BiostatR Blog

Articles

Affichage des articles du 2016

Read ... parameters in both function and interactive run

décembre 15, 2016

The ... parameter is very useful in a function but at the debugging stage it is boring because it generate an error in direct use. With this line, you will be able to use ... even in direct use without error: p3p <- tryCatch(list(...), error=function(e) list()) Let do some example. If you run this in interactive mode, you will get: > p3p <- tryCatch(list(...), error=function(e) list()) > p3p list() Now let use it within a function: > essai <- function(r, ...) { + p3p <- tryCatch(list(...), error=function(e) list()) + return(p3p) + } > essai() list() > essai(k=100) $k [1] 100 Original idea Marc Girondot with amelioration by Bert Gunter <bgunter.4567@gmail.com> and William Dunlap <wdunlap@tibco.com>.

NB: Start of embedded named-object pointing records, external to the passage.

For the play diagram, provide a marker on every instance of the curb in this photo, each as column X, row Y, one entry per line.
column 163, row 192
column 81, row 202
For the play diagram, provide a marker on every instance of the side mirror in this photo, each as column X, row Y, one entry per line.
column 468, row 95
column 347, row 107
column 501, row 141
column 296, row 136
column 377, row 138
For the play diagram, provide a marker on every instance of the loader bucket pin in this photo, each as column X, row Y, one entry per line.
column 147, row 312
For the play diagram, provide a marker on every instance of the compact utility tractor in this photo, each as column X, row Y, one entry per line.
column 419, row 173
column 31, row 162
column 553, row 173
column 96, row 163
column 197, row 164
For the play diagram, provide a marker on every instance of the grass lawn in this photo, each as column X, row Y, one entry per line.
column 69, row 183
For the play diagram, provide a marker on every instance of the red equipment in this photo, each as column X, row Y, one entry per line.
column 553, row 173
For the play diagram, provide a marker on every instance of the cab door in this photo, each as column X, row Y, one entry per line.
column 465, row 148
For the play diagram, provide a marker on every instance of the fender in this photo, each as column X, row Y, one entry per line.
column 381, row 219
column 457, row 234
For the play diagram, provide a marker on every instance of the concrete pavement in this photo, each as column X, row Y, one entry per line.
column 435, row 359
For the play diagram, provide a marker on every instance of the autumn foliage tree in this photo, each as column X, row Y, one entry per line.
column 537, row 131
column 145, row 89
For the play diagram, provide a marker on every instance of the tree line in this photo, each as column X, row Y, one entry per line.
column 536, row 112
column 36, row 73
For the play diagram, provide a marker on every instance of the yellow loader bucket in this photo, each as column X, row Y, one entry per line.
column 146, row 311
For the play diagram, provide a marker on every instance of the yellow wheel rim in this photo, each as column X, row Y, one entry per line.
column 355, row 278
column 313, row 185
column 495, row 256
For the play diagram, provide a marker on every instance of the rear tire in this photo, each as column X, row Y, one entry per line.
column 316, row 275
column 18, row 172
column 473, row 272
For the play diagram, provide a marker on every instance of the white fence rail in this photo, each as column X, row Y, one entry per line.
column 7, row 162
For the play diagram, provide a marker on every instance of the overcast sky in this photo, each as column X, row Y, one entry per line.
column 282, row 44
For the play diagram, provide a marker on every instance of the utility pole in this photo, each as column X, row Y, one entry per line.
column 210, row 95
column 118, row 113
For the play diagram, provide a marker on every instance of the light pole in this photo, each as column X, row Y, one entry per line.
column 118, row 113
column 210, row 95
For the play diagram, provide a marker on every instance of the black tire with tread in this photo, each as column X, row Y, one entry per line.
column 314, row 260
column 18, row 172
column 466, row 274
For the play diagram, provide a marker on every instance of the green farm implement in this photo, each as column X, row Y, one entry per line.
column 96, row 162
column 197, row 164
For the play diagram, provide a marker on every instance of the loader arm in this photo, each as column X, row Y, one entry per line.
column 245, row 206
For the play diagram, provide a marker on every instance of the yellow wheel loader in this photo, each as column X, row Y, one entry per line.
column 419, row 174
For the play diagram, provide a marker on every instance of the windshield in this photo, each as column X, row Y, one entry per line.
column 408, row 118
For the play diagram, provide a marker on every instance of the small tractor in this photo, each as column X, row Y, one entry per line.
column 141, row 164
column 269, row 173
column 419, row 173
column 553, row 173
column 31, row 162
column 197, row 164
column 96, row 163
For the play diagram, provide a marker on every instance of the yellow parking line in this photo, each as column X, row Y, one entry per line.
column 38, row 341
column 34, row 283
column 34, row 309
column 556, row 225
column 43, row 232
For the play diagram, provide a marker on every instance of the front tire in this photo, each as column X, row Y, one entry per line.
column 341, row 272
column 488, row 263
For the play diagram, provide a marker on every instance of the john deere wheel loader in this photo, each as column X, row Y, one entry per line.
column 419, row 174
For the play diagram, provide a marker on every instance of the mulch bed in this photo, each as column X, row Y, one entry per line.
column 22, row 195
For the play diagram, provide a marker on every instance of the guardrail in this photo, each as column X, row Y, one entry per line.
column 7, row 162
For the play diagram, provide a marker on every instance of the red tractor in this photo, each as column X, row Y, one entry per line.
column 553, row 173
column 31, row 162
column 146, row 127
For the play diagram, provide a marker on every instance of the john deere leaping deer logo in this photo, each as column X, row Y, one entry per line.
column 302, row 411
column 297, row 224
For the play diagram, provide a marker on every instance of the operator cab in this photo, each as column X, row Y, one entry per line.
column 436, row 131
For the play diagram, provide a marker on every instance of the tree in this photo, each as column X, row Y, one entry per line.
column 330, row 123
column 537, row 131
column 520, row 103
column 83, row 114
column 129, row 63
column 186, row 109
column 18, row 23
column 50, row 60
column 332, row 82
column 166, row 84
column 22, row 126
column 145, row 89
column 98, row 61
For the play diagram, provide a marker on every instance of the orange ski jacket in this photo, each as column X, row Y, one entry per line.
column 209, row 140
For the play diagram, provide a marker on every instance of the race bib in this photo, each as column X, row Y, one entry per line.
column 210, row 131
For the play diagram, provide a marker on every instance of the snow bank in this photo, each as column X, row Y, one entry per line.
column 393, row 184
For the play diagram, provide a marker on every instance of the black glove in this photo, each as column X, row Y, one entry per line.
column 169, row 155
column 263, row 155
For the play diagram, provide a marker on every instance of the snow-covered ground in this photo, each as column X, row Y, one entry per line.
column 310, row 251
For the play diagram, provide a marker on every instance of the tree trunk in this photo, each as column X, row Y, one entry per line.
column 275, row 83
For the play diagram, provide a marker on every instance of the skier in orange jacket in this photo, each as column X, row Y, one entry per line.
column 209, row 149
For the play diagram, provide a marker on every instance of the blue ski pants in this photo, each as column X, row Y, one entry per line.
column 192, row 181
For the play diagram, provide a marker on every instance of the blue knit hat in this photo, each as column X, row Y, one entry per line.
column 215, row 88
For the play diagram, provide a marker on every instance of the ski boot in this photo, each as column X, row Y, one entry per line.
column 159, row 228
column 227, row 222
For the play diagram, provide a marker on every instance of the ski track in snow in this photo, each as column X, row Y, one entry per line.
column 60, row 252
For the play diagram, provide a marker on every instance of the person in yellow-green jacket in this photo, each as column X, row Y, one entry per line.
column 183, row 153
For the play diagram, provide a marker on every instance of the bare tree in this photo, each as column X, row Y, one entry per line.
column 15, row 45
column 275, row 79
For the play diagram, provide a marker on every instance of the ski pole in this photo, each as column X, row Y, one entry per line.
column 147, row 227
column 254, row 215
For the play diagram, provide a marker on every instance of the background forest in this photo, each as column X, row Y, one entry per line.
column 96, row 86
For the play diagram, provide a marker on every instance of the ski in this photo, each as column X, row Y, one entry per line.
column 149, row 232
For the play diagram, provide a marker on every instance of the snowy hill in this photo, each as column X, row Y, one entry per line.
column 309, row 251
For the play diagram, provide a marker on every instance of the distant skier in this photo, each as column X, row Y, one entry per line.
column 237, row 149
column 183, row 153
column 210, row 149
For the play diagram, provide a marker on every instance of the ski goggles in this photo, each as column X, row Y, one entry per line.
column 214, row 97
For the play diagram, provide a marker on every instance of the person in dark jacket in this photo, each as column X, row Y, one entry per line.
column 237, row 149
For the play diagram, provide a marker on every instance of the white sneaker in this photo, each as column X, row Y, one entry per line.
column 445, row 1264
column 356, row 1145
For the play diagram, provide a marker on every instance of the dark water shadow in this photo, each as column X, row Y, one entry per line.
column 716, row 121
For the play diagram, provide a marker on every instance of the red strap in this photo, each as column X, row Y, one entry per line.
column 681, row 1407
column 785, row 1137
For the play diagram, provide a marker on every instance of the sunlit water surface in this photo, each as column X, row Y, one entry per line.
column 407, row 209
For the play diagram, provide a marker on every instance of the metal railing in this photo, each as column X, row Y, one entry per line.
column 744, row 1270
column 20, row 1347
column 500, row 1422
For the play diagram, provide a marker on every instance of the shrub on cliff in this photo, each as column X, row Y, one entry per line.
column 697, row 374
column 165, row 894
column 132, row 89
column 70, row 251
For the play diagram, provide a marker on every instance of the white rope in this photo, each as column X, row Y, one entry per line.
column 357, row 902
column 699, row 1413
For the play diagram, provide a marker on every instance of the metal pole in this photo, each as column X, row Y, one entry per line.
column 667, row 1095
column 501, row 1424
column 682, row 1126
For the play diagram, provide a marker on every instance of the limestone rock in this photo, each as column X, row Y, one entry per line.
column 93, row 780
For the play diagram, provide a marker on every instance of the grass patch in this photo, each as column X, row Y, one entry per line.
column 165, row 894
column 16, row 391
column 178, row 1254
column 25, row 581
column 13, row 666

Parallel computing in both windows and Unix computer

décembre 07, 2016

In the package parallel, a very useful function is mclapply(); it can be used directly as an lapply() but it runs the code in parallel in different cores. However, do not forget the to set the number of cores to be used because the default is only 2. Then you can do: options(mc.cores = detectCores()) system.time(out <- mclapply(as.list(1:10), FUN=function(x) {x*2})) or directly: system.time(out <- mclapply(as.list(1:10), FUN=function(x) {x*2}, mc.cores = detectCores() )) However it does not work in Windows because forking cannot be used in windows. In windows you can use: options(cl.cores = detectCores()) cl <- makeCluster(getOption("cl.cores", 2)) # If you must use other package in the parallel function; use # invisible(clusterEvalQ(cl = cl , library(xxxxxx))) system.time(out <- parLapply(cl=cl, X=as.list(1:10), fun=function(x) {x*2})) stopCluster(cl) Don't forget to stop the cluster before to open another one.

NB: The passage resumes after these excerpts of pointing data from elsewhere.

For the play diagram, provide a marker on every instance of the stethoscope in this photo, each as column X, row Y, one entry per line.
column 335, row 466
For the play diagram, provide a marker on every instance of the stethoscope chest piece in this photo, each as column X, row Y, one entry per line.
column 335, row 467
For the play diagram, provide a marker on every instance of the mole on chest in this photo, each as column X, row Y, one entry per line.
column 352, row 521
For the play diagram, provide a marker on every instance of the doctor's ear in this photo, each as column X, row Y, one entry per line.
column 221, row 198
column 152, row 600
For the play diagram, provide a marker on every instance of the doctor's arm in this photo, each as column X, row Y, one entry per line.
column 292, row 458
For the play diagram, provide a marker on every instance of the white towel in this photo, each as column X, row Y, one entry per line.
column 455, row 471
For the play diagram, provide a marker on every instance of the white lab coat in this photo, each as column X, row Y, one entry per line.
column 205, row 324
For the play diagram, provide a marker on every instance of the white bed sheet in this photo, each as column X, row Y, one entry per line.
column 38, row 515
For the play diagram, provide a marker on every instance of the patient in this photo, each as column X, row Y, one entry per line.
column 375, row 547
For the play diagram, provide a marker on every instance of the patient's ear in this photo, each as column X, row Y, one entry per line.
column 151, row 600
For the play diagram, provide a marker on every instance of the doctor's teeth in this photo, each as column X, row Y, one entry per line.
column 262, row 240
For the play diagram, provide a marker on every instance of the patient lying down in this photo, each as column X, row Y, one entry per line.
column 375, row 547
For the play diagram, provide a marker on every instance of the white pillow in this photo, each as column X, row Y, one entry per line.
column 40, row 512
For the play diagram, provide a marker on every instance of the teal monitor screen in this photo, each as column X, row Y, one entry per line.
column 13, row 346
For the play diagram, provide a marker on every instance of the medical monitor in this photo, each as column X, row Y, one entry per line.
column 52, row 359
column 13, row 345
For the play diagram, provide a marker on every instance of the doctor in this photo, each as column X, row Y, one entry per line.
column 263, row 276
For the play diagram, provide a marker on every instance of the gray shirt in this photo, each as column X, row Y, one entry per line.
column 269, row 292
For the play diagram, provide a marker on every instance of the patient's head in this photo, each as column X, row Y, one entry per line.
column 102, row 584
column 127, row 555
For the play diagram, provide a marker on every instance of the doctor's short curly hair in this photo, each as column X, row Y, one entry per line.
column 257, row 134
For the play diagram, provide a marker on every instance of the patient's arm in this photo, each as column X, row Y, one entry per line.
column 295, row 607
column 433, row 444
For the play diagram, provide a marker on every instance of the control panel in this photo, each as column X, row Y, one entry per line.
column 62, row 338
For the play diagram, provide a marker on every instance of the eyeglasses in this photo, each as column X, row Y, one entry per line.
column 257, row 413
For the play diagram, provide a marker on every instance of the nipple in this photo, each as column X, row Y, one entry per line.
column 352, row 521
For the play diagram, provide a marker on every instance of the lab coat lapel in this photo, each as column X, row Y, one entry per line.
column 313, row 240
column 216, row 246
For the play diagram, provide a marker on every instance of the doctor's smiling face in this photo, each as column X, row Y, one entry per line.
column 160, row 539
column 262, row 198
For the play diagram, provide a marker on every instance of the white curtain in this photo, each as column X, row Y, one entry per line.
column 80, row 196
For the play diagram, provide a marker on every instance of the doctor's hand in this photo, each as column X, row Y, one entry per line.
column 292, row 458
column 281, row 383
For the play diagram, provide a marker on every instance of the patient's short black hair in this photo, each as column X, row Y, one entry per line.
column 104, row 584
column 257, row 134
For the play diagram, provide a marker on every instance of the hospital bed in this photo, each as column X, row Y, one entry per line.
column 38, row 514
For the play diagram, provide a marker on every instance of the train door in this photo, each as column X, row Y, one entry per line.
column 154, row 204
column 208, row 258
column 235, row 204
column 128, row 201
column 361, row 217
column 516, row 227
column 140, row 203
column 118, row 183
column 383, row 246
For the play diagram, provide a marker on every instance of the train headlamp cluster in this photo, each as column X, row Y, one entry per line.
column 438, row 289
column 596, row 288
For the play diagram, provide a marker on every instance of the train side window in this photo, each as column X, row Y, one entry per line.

Take care to the span parameter if you use the loess() function

décembre 02, 2016

The loess() function permits to interpolate data with very few information about the data that you want interpolate. By default, the smoothing parameter (span) is set to 0.75. However this value is not always ideal. Look at these data. The data are very simple (exp(0:10)) but the span value at 0.75 is clearly not correct. A 0.5 value is much better.

On the distribution of the maximum

décembre 02, 2016

It is very tempting as a biologist (being an human) to claim that we have found the "biggest" of something. A typical exemple can be seen here: Fretey, J., A. H. Nibam, and D. Ngnamaloba. 2016. A new clutch size record from an olive ridley sea turtle nest in Cameroon. African Sea Turtle Newsletter 6:15-16. But as statistician, what can we say about the "maximum" ?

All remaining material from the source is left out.